Insomma basterebbe che in un anno ci si vedesse a livello diocesano 3 o 4 volte per mettere a tema testimonianze e domande assieme a nuove questioni che vengono fuori dal mondo della scuola e dell’educazione nell’ambito scolastico.

 

La proposta per il prossimo incontro è un lavoro sulla Spe Salvi.

Altri strumenti sono:

L’enciclica Deus Caritas Est

Il discorso del Papa a Verona

Il dialogo con i giovani a Loreto

FARE PASTORALE DELLA SCUOLA  OGGI IN ITALIA- CEI

I siti: www.diesse.org; www.culturacattolica.it

E tutti quelli che segnalerete.

Per quanto riguarda la consulta diocesana essa dovrà essere composta dalle varie componenti presenti in Diocesi  sotto l’autorità del Vescovo

La consulta ha il primo e immediato riferimento all'Ufficio Diocesano per l'Educazione e la Scuola che costituisce l'autorevole ed essenziale collegamento tra il momento consultivo e quello operativo nell'ambito della pastorale Diocesana della scuola.
La consulta è composta dai rappresentanti delle associazioni, organismi e movimenti di animazione cristiana del mondo della scuola, statale e non statale, di ogni ordine e grado.

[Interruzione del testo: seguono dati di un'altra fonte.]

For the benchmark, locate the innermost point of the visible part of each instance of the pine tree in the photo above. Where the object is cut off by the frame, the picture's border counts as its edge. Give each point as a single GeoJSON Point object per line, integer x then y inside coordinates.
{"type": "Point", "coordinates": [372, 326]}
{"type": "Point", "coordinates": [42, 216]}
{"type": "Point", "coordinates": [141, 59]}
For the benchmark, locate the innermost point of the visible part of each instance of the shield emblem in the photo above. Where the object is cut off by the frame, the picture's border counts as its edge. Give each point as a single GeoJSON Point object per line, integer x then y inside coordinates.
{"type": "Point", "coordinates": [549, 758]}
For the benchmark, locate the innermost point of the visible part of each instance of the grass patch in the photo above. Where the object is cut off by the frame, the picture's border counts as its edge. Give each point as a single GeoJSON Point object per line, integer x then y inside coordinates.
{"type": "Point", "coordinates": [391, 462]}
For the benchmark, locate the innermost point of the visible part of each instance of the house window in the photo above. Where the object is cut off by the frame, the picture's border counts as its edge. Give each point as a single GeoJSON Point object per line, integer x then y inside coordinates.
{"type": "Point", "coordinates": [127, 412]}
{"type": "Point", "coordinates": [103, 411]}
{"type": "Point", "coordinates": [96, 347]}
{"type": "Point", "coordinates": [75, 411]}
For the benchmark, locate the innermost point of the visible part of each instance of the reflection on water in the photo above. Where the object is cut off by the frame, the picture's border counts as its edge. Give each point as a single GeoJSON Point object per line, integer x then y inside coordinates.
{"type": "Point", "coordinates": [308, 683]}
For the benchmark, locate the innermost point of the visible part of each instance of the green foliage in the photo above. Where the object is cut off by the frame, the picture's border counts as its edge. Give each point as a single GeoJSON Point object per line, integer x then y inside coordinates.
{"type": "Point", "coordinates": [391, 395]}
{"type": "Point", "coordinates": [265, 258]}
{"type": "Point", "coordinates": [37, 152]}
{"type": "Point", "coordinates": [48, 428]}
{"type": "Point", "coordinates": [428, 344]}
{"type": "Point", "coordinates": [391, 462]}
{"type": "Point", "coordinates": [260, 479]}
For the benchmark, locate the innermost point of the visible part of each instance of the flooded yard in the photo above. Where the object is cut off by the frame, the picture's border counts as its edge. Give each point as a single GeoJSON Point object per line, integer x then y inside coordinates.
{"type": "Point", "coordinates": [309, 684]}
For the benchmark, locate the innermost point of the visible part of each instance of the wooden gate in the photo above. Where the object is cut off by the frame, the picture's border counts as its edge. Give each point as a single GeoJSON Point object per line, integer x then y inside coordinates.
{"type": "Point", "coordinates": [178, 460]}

Fa parte di diritto della consulta un rappresentante dell'Ufficio catechistico, un rappresentante del Consiglio pastorale Diocesano e un rappresentante della Consulta Diocesana delle aggregazioni laicali.

Possono essere chiamati a far parte della consulta singole persone, anche non appartenenti ad associazioni o movimenti specifici, a titolo di esperti, per la loro competenza e attività nel settore scolastico, dell'istruzione e della formazione.
Dovrà essere curata la partecipazione alla consulta di tutte le componenti della scuola (studenti, genitori, personale docente e non docente, dirigenti scolastici).

Non fanno parte della consulta le organizzazioni partitiche e sindacali.